Among many operating parameters that control cell culture environment, appropriate mixing and aeration are crucial for cells to meet oxygen demand in aerobic microbial and mammalian production processes. A model-based manufacturing facility fit approach was applied to define agitation and air flow rates during cell culture process scale-up from laboratory to manufacturing, of which computational fluid dynamics (CFD) was the core modeling tool. The realizable k-ε turbulent dispersed Eulerian two-fluid model was used to simulate gas-liquid flow in the bioreactor and predict volumetric oxygen transfer coefficients ( kLa), where the simulation was performed in the basal medium and the resulting kLa was adjusted using modification factors for surfactants such as Pluronic F68 and Antifoam C. The CFD prediction of kLa resulted in adequate agreement with the empirical values in 15,000-L and 25,000-L bioreactors. The model was then applied to define a range of agitation and bottom air flow rates for meeting cellular oxygen demand and mitigating risks of cell damage and safety hazards. The recommended operating conditions led to the completion of five manufacturing runs with a 100% success rate. The model-based approach reduced the required number of at scale development batches and hence enabled seamless scale-up, shortened timelines, and cost savings in cell culture process technology transfer.

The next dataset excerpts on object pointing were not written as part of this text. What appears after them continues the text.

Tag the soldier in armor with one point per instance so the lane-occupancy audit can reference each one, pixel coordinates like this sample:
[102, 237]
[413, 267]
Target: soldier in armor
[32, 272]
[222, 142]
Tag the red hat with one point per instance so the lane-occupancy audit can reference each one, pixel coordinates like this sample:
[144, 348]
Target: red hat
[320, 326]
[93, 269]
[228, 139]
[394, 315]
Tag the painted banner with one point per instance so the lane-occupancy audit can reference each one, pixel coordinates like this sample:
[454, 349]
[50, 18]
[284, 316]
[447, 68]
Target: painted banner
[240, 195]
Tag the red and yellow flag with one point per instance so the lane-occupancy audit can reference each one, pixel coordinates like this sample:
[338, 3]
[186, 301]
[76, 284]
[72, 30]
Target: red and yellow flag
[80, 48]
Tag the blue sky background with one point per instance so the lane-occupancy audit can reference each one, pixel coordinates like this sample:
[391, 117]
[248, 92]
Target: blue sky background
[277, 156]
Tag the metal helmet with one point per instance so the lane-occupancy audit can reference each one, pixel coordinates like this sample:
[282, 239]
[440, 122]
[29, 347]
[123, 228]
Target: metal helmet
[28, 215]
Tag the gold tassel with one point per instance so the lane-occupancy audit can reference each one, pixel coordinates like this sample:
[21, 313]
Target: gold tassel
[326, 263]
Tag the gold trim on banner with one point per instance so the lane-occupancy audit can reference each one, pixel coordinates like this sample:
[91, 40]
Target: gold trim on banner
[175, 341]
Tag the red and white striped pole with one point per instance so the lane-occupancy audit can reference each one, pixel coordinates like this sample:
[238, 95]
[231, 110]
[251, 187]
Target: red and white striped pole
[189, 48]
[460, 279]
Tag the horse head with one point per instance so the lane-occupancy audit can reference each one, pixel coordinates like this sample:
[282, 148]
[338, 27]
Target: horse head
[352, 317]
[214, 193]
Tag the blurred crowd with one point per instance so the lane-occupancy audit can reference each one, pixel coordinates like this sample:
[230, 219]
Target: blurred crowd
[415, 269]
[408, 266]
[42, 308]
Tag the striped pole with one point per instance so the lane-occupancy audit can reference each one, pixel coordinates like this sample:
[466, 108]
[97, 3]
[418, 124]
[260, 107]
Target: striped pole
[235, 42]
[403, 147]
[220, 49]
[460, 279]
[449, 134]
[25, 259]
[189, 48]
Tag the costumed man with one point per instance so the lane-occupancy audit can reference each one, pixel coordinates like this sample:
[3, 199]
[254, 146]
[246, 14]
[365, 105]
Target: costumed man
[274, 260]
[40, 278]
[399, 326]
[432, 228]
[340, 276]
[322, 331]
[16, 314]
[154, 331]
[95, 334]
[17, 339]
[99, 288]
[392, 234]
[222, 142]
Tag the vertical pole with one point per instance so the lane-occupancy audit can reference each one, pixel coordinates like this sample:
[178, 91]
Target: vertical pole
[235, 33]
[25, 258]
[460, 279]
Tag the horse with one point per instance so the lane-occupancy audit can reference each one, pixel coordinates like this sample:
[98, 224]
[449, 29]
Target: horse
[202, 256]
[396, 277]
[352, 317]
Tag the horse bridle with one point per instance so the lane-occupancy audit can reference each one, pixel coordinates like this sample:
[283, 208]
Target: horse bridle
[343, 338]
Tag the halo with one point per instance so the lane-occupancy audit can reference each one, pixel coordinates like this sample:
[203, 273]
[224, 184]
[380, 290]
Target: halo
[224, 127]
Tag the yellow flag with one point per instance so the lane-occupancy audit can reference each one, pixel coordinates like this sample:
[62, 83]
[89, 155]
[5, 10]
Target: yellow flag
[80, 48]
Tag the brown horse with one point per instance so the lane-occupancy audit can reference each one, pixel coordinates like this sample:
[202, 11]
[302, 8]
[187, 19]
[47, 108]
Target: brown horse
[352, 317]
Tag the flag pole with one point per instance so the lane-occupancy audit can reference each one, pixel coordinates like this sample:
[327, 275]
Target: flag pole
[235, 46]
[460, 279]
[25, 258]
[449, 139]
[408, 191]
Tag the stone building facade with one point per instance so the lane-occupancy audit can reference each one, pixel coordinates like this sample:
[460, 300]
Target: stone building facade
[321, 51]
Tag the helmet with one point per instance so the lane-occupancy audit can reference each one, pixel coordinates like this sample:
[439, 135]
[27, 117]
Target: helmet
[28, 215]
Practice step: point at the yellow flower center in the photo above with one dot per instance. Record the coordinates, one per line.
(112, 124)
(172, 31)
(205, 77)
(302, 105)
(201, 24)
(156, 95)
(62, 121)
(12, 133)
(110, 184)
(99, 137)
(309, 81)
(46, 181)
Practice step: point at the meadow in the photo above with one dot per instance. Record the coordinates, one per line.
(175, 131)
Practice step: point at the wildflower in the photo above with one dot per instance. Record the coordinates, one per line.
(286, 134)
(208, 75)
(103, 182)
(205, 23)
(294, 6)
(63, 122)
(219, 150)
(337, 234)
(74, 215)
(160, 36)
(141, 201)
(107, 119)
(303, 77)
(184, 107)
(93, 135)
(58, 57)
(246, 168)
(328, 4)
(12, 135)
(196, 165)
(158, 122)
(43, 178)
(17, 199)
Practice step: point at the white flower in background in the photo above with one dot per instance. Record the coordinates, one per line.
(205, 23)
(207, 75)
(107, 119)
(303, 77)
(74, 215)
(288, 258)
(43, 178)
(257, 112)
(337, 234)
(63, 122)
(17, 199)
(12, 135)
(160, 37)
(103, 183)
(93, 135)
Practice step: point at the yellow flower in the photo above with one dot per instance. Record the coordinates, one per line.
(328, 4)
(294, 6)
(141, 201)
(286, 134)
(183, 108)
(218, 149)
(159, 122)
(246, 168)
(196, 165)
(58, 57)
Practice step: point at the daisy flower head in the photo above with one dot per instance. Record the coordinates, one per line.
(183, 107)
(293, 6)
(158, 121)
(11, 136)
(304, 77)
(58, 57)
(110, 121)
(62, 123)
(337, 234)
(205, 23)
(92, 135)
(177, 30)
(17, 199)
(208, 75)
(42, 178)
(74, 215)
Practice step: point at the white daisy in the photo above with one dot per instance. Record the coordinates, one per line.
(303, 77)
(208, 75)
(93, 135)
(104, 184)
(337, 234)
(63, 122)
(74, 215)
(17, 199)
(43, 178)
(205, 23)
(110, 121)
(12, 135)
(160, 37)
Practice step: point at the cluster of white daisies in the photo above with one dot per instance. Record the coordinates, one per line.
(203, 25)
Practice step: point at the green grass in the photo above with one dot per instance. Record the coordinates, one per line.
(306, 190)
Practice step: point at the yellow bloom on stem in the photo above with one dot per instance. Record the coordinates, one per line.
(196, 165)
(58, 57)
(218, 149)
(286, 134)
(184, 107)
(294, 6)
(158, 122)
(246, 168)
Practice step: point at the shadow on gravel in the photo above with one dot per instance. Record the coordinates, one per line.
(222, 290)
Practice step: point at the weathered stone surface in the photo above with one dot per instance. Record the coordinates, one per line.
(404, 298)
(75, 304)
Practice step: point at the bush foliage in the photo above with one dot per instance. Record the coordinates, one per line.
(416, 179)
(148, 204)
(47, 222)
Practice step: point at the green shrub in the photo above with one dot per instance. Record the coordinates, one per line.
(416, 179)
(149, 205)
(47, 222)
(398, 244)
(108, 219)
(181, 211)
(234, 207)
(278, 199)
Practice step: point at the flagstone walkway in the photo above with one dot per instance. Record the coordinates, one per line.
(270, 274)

Significant amounts of soluble product aggregates were observed in the low-pH viral inactivation (VI) opertion during an initial scale-up run for an IgG4 monoclonal antibody (mAb IgG4-N1). Being earlier in development, a scale-down model did not exist, nor was it practical to use costly Protein A eluate (PAE) for testing the VI process at scale, thus, a computational fluid dynamics (CFD)-based high molecular weight (HMW) prediction model was developed for troubleshooting and risk mitigation. It was previously reported that the IgG4-N1 molecules upon exposure to low pH tend to change into transient and partially unfolded monomers during VI acidification (i.e., VIA) and form aggregates after neutralization (i.e., VIN) (Jin et al. 2019). Therefore, the CFD model reported here focuses on the VIA step. The model mimics the continuous addition of acid to PAE and tracks acid distribution during VIA. Based on the simulated low-pH zone (≤ pH 3.3) profiles and PAE properties, the integrated low-pH zone (ILPZ) value was obtained to predict HMW level at the VI step. The simulations were performed to examine the operating parameters, such as agitation speed, acid addition rate, and protein concentration of PAE, of the pilot scale (50-200L) runs. The conditions with predictions of no product aggregation risk were recommended to the real scale-up runs, resulted in 100% success rate of the consecutive 12 pilot-scale runs. This work demonstrated that the CFD-based HMW prediction model could be used as a tool to facilitate the scale up of the low-pH VI process directly from bench to pilot/production scale.